His companion scrambled to his feet and stood at the open doorway. “Pek! Pek! You petaQ, you killed him! I’ll—”
Whatever it was he was going to do was left unsaid, as a shot from the disruptor the late Pek had dropped caught him square in the chest, and he fell to the floor, dead.
Worf, still lying on the floor, but now holding Pek’s weapon, let out a long breath. He got to his feet, using the disruptor’s stock to balance himself in lieu of his now-useless left arm. Once upright, he holstered the disruptor into his belt, then reached down and grabbed the other disruptor. Even if I can’t fire both at once, better to have a backup, he thought, angered at the loss of the Ferengi phaser. Few things disheartened a warrior more than losing a good weapon, and the phaser had proven an excellent one.
“Vark, I’m on my way back.” That was Rov again. Tucking the disruptor under his left shoulder, Worf awkwardly reached into his left pocket with his right hand to pull out the tricorder. “Dohk, Gimor, report.”
“Nothing on three. We’re moving up to four.”

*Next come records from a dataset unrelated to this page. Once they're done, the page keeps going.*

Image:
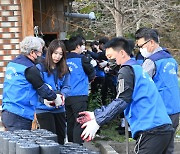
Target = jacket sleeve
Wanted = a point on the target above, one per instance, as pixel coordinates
(32, 74)
(88, 68)
(65, 88)
(106, 113)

Worf examined the readings, and saw that the human remained in place, one Klingon was now climbing the emergency stairway back up to the tenth floor—presum-ably Rov. Four Klingons were now on the eighth floor, leading Worf to assume that B’Eko had been left behind to protect Torvak. A wise precaution.
“Krant, Mukk?”
Worf moved quickly, kicking the Klingon’s body so it too fell down the shaft. If Rov was getting reports, the lack of reply on this floor would lead someone to investigate. Finding no bodies would delay action more than finding a single one, and give Worf more time.
“Nothing on seven yet.”
“Larq, Pek?”
Silence greeted Rov’s request. With both disruptors holstered in his belt, Worf awkwardly climbed over to the ladder with one arm. At once, he realized he couldn’t close the door behind him, as he needed his only good arm to hang on to the ladder.
“Larq, Pek, report!”
Unfortunately, Worf had to use the shaft—the Klahb people were using the emergency stairs, and now he especially needed to minimize confrontations that weren’t on his own terms.
“Dohk, Gimor, move up to five, find out what’s happened to Larq and Pek.”
“They probably shot each other,” either Dohk or Gimor said, and the other laughed.